Hypercard was absolutely dope as an entry-level programming environment.
Even modern desktop Linux pales in comparison because although it’s technically possible to change anything imaginable about it, to do a lot of things that extensions did you’re looking at at minimum writing your own DE/compositor/etc and at worst needing to tweak a whole stack of layers or wade through kernel code. Not really general user accessible.
Because extensions were capable of changing anything imaginable and often did so with tiny-niche tweaks and all targeted the same system, any moderately technically capable person could stack extensions (or conversely, disable system-provided ones which implemented a lot of stock functionality) and have a hyper-personalized system without ever writing a line of code or opening a terminal. It was beautiful, even if it was unstable.

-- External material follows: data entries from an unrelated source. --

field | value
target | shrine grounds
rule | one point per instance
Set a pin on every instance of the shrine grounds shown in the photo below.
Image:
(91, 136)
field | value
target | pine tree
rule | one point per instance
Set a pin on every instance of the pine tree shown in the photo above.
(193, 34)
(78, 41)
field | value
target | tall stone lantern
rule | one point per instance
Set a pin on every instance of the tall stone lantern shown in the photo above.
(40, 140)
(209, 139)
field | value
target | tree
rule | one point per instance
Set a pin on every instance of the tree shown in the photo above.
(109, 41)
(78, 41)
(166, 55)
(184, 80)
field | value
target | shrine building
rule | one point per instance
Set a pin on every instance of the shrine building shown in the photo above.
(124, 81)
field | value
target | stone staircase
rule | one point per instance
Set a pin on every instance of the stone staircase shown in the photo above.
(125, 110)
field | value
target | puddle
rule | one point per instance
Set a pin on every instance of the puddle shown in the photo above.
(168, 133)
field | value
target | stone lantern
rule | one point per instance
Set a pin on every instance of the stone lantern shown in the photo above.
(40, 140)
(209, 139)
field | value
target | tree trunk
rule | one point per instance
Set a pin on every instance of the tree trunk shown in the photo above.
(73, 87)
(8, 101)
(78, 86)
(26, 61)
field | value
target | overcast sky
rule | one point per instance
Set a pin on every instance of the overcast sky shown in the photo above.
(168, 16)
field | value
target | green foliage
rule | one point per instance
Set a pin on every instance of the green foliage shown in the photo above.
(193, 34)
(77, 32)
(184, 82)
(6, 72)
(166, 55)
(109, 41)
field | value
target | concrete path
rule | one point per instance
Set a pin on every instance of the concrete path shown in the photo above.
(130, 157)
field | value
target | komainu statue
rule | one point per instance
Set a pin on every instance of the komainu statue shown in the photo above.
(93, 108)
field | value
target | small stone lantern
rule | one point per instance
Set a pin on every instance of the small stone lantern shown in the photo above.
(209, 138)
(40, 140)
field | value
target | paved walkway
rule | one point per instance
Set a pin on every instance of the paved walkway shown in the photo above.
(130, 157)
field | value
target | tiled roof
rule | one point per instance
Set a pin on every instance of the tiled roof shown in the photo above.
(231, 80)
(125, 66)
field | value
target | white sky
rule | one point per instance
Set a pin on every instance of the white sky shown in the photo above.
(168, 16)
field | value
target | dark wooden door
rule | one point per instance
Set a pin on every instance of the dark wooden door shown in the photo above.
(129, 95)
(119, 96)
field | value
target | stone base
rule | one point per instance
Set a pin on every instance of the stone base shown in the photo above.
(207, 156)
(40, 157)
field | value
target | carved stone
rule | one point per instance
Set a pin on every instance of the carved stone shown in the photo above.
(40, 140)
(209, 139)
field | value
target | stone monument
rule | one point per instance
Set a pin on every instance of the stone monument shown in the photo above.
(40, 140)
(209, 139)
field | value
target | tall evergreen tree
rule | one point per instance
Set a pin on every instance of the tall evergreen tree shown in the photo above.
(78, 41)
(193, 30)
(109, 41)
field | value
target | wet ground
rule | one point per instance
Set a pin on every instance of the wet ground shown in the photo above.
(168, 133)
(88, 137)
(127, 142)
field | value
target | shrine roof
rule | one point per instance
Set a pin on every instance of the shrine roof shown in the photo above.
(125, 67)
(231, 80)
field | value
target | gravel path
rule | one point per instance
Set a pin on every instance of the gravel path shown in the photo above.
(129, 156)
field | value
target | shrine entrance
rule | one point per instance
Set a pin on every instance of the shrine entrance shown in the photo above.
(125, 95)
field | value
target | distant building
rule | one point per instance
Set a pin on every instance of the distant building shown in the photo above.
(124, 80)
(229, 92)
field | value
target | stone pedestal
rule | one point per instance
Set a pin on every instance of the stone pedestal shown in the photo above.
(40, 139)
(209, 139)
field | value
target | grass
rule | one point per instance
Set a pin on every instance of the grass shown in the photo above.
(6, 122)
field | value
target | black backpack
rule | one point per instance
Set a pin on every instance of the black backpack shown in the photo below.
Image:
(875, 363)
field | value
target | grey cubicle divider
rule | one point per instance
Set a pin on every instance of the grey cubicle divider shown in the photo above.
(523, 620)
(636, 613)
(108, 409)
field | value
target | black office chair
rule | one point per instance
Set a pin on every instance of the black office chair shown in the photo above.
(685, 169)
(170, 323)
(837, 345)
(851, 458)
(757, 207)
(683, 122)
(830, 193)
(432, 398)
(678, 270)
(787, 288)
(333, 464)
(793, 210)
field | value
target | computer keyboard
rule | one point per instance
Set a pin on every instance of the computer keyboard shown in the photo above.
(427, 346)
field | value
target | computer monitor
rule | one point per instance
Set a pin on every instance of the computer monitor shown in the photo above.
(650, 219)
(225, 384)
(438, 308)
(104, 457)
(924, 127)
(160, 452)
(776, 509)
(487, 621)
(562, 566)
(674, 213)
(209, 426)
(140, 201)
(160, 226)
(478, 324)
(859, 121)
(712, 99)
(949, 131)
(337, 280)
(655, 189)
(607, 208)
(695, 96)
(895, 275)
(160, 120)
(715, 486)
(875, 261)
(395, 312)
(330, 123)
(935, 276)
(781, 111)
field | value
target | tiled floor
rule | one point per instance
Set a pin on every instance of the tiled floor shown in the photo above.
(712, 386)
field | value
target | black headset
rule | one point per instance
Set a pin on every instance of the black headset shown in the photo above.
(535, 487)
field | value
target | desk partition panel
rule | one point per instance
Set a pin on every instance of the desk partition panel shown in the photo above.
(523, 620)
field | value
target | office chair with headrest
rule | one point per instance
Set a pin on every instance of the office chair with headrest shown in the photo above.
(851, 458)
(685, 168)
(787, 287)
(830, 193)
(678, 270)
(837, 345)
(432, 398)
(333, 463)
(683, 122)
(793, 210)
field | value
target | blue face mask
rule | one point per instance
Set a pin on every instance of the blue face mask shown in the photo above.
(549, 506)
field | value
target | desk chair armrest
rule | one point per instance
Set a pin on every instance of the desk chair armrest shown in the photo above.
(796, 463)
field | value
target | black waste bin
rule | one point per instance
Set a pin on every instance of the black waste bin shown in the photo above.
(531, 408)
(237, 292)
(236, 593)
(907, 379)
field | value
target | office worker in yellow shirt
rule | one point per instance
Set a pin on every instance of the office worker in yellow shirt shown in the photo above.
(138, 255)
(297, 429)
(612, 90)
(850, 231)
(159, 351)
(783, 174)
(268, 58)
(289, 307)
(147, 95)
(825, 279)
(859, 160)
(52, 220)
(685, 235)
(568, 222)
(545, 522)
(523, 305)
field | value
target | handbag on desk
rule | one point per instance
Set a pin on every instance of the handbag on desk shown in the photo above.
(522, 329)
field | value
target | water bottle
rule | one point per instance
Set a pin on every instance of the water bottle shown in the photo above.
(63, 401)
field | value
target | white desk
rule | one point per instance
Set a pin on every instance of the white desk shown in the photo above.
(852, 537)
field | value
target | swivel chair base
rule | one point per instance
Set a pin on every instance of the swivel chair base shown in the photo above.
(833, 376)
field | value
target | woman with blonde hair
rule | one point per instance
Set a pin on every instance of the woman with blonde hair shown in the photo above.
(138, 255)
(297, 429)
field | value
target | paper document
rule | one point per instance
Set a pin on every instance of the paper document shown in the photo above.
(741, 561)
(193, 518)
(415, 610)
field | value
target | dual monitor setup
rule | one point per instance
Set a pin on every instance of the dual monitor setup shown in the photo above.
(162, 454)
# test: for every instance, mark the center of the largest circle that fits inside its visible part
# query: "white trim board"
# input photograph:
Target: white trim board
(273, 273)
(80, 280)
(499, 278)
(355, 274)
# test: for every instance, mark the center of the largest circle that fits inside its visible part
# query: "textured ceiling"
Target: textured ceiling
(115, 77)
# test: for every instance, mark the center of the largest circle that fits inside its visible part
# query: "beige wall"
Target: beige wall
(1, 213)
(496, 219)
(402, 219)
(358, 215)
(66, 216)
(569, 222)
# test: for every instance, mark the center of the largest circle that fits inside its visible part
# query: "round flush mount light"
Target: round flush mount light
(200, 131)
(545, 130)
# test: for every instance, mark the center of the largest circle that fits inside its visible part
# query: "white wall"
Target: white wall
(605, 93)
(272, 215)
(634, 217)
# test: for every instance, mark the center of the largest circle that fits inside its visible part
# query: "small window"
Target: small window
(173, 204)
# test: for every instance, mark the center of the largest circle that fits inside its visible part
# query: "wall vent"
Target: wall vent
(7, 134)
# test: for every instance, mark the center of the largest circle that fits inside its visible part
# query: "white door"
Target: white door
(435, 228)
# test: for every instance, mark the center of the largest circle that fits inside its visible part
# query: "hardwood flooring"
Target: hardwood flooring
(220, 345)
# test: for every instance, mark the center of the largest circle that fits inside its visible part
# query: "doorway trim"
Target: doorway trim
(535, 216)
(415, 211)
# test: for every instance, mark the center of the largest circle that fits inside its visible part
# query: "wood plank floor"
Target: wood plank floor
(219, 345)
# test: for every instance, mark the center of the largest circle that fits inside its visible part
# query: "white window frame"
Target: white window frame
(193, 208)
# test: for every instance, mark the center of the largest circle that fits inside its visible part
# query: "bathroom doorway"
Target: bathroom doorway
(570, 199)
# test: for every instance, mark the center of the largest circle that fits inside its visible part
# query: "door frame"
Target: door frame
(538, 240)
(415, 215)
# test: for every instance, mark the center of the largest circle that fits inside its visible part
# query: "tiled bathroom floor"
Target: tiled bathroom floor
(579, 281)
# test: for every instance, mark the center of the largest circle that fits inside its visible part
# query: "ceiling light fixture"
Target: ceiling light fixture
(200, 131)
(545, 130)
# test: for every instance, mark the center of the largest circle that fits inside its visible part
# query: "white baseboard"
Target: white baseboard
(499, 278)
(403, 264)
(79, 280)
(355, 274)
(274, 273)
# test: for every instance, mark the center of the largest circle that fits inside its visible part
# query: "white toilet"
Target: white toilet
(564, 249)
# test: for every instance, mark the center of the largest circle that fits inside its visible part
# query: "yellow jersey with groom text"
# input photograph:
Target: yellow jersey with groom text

Computers have been “fast enough” for a very long time now. I recently retired a Mac not because it was too slow but because the OS is no longer getting security patches. While their CPUs haven’t gotten twice as fast for single-threaded code every couple years, cores have become more numerous and extracting performance requires writing code that distributes functionality well across increasingly larger core pools.
Mainframes are also like that - while a PDP-11 would be interrupted every time a user at a terminal pressed a key, IBM systems offloaded that to the terminals, that kept one or more screens in memory, and sent the data to another computer, a terminal controller, that would, then, and only then, disturb the all important mainframe with the mundane needs or its users.
What killed that balance wasn't raw speed, it was cheap RAM. Once you could throw gigabytes at a problem, the incentive to write tight code disappeared. Electron exists because memory is effectively free. An alternate timeline where CPUs got efficient but RAM stayed expensive would be fascinating — you'd probably see something like Plan 9's philosophy win out, with tiny focused processes communicating over clean interfaces instead of monolithic apps loading entire browser engines to show a chat window.
The irony is that embedded and mobile development partially lives in that world. The best iOS and Android apps feel exactly like your description — refined, responsive, deliberate. The constraint forces good design.